Ballista A modern distributed compute platform

Ballista 0.4.0

With this release, Ballista was re-implemented from scratch to take advantage of the many changes in Apache Arrow 3.0.0, especially some major refactoring in the DataFusion query engine that made it easier for projects such as Ballista to extend DataFusion’s functionality.

Please refer to the user guide for installation instructions.

Functionality

SQL

This is the first release of Ballista to support SQL joins, making it usable for a much wider range of queries than were supported in previous releases.

With this release it is now possible to run TPC-H queries 1, 3, 5, 6, 10, and 12 against a distributed cluster.

Ballista generally supports any query that DataFusion supports.

Deployment

Ballista now consists of separate scheduler and executor processes, and can be deployed as a standalone cluster and also supports deployment to Kubernetes.

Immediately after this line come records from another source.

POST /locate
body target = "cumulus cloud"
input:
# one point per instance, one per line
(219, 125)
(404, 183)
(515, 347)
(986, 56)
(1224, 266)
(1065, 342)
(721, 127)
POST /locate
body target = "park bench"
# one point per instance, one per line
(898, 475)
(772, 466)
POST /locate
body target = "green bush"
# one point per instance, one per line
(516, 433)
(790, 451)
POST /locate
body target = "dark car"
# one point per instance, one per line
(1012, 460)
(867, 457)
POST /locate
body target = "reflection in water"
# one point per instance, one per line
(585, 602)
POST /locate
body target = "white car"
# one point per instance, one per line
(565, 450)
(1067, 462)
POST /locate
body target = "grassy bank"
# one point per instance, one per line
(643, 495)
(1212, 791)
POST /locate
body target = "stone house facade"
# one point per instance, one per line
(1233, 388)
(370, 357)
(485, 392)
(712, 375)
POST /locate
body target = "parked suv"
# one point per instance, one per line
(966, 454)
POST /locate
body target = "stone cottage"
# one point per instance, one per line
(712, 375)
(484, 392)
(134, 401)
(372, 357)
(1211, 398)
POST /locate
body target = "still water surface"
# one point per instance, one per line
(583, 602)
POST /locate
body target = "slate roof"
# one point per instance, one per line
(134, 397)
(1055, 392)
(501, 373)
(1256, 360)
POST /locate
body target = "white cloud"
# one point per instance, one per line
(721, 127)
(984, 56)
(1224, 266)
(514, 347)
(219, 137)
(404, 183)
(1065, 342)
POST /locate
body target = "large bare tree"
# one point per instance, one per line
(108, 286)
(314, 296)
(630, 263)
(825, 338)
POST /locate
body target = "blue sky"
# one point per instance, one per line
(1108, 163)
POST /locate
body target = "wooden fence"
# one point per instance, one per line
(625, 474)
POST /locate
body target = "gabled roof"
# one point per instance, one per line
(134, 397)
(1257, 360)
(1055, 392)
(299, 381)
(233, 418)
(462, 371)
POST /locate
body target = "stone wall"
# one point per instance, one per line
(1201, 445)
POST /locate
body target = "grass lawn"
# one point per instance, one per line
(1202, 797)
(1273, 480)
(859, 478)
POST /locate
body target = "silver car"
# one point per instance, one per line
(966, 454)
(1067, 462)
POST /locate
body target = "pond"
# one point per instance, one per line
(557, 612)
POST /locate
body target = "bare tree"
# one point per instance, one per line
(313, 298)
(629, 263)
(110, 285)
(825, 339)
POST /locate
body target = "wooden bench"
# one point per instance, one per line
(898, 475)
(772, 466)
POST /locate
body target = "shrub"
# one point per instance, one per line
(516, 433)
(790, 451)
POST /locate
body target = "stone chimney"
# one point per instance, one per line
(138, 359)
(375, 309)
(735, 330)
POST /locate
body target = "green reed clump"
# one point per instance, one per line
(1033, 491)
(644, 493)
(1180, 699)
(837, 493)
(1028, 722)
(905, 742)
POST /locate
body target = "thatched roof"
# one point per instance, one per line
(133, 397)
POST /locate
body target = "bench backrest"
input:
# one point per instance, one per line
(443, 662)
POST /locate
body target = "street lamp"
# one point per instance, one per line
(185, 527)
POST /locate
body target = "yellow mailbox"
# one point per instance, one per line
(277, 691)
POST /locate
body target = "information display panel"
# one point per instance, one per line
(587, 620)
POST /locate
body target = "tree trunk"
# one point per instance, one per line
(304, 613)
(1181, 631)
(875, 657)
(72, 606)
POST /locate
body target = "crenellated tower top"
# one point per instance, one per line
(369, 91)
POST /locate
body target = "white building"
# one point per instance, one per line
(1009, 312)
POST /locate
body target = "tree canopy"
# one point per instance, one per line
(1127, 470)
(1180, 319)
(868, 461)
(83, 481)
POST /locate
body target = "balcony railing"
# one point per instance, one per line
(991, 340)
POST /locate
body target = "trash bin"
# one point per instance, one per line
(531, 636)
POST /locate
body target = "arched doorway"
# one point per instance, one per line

The Ballista scheduler process can optionally use etcd as a backing store to maintain cluster state.

Benchmark Results

Here are some quick and dirty benchmark results, comparing performance of a single node Ballista cluster (one scheduler and one executor) with Apache Spark running in local mode, configured with 8 threads. The data set was the TPC-H SF=100 in Parquet format, with each table consisting of 8 partitions.

These are not ideal benchmarks but at least give a very rough idea of relative performance. Ballista is faster than Spark with some queries, and slower with others.

There are a number of optimizations that are yet to be implemented, and performance will improve with future 0.4.x releases.

Query Ballista 0.4.0 Apache Spark 3.0.1 Ballista as % of Spark
1 14.3 25.3 56.6%
3 108.5 45.5 238.3%
5 74.9 82.9 90.4%
6 3.9 9.7 40.6%
10 167.8 39.4 426.3%
12 13.9 28.0 49.7%

Please note that these are not official TPC-H benchmark results.